The weight loss component of dietary therapy consists mainly in instructing patients on how to consume fewer calories The key is a moderate reduction in caloric intake. This will achieve a slow but progressive weight loss. Caloric intake need be reduced only enough to maintain the desired weight. At this caloric intake, excess weight will gradually vanish. In practice, somewhat greater caloric deficits are generally used during active weight loss. Recommended dietary therapy for weight loss in overweight patients is a low-calorie diet (1000-1800 kcal/d). The low-calorie diet should be distinguished from a very low calorie diet (250-800 kcal/d); Very low calorie diets have generally failed to achieve and maintain weight loss over the long term. In fact, clinical trials reveal that low-calorie diets are as effective as very low calorie diets for producing weight loss after 1 year. Although more weight is initially lost with very low calorie diets, more is usually regained. Importantly, rapid weight reduction fails to allow for gradual acquisition of new eating behavior. Slower weight loss allows more time to adjust eating habits.
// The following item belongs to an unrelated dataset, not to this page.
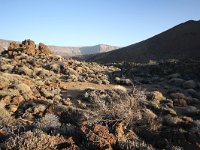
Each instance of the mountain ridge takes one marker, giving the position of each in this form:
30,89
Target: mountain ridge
69,51
181,41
Follow-up of very low calorie diets reveal that patients are at increased risk of cholesterol gallstones. Low-calorie diets are more likely to be successful if a patient's food preferences are included. Certainly all of the recommended dietary allowances should be met, even if a dietary supplement is needed. During low-calorie diet therapy, educational efforts should focus on the following topics: energy value of different foods; food composition—fats, carbohydrates (including dietary fiber), and proteins; reading nutrition labels to determine caloric content and food composition; new habits of purchasing (preference to low-calorie) foods; food preparation and avoiding adding high-calorie ingredients during cooking (e.g., fats and oils); avoiding overconsumption of high-calorie foods (both high-fat and high-carbohydrate foods); maintain adequate water intake; reducing portion sizes; and limiting alcohol consumption.
The rate of weight loss generally diminishes after 6 months. Behavior therapy is helpful in addition to low-calorie diets. Frequent clinical visits during initial weight reduction will facilitate reaching the goals of therapy. During active weight loss, visits of once per month or more often with a health professional helps to promote weight reduction. Weekly group meetings are low cost, and can contribute to favorable behavior changes. Adequate time must be made available to convey information, to reinforce behavioral and dietary messages, and to monitor the patient's response.